Taking the Stigma Out of School Lunch

By Ed Bruske
aka The Slow Cook

In addition to the food prescribed by the federal government for subsidized meals--meat, vegetables, grains, milk--many schools offer a wide variety of fast food items on the theory that these will boost sales and help finance struggling food service programs. These foods can be sold "a la carte" or even in vending machines alongside the subsidized meals as long as the proceeds accrue to the school meals program.

Because some students would rather not eat than be singled out as poor, the U.S. Department of Agriculture prohibits schools from requiring special tokens, maintaining separate serving lines or otherwise identifying students who qualify for free or reduced-price meals. Thus, hot meals and a la carte items are intermingled in so-called blended lunch lines. Ideally, cash never changes hands. Instead, students either pay in advance into cafeteria accounts, or are identified by a computer as being entitled to free or reduced-price meals. In Boulder, students simply enter a six-digit personal identification number into a point of sales device when they exit the lunch line, as shown in the photo above.

Two touch pads speed things along

A kitchen employee monitors the transaction on a computer screen, while also checking to make sure that meals contain the necessary components to qualify for federal subsidies. To speed service and shorten lines at the steam tables, Boulder also has installed software that allows two students to check out simultaneously.

The Boulder Valley School District permits students and parents to make quick work of funding their meal accounts using a credit card online.


  1. Ed:

    Can't believe that USDA actually *requires* schools to be discreet since that is so not what is happening in practice.

    Eg. a very new middle school here has two distinct lines and counters, one for a la carte, one for subsidized. It couldn't be more likely to create stigma. Can you point me to the UDSA reg on that point? If not, I can google around to find it.


  2. Bettina, I went back and looked for that reg and couldn't find it. I was sure I'd read it in the USDA rulebook. But until we settle that, I've removed the offending passage.

  3. I am excited to see you doing this series!
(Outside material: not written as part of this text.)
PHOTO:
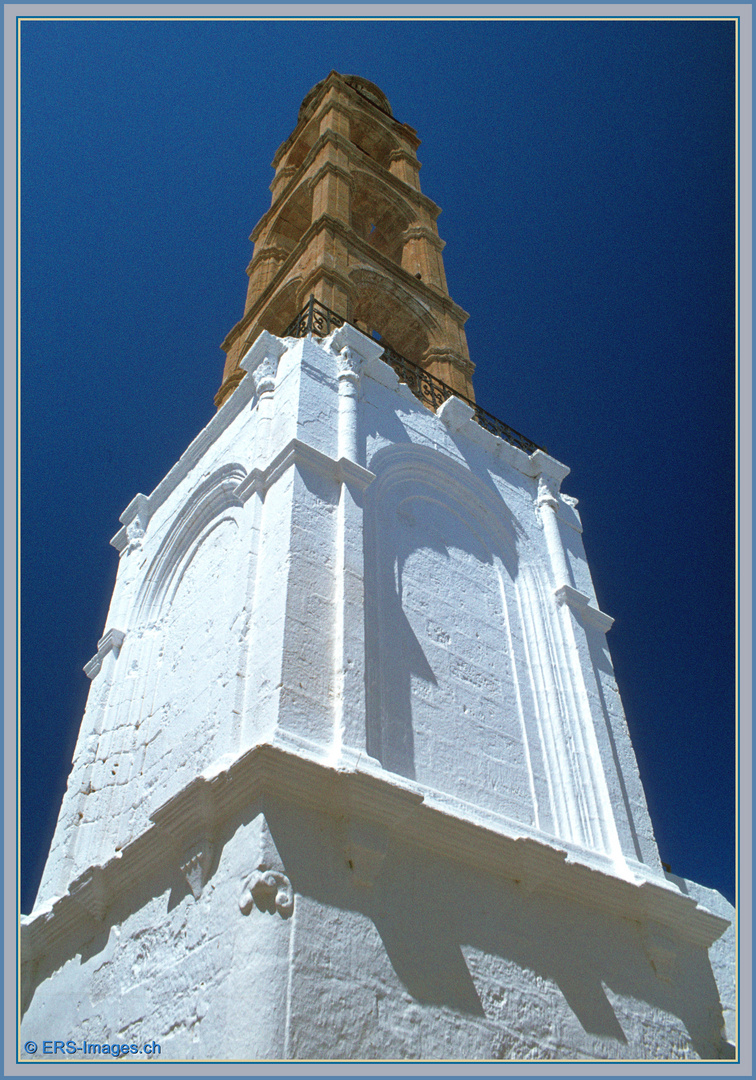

I actually visited BVSD last month to learn more about the accomplishments there. I was struck by the struggles that they are encountering re: low participation. Deb McCormick explained to me that a big roadblock to increasing parent buy-in is the insufficient time for lunch. Getting students through the lunch line and processed through the POS system eats up the majority of their lunch period leaving them little time to eat. Parents have said that they rather pack a lunch so they know their child will have time to eat. Its frustrating . . .

  4. Lisa, when they served tacos as Casey Middle School they had to extend the lunch hour because it's so popular. But they were also missing one of their servers. They had two service lines, but it still took a long time. I think it was just the slowness of making the plates. But I did hear that in Boulder--issues with lines and not enough time for lunch. I also think they only had 20 minutes for lunch scheduled, but that may vary from school to school. So it's not just service in the cafeteria, it's also decisions made by the school about how much time they want to allocate for lunch.

  5. Yes, lunch periods are always a school admin decision and not a food service one. In my experience I've learned that school schedules are nearly impossible to change, particularly for reasons relating to lunch. Lunch periods are most commonly the place time is taken from.

    I observed a BVSD elementary school baked ziti lunch. This type of meal allowed for speedy service. The young students were able to take their time and enjoy the beautiful salad bar!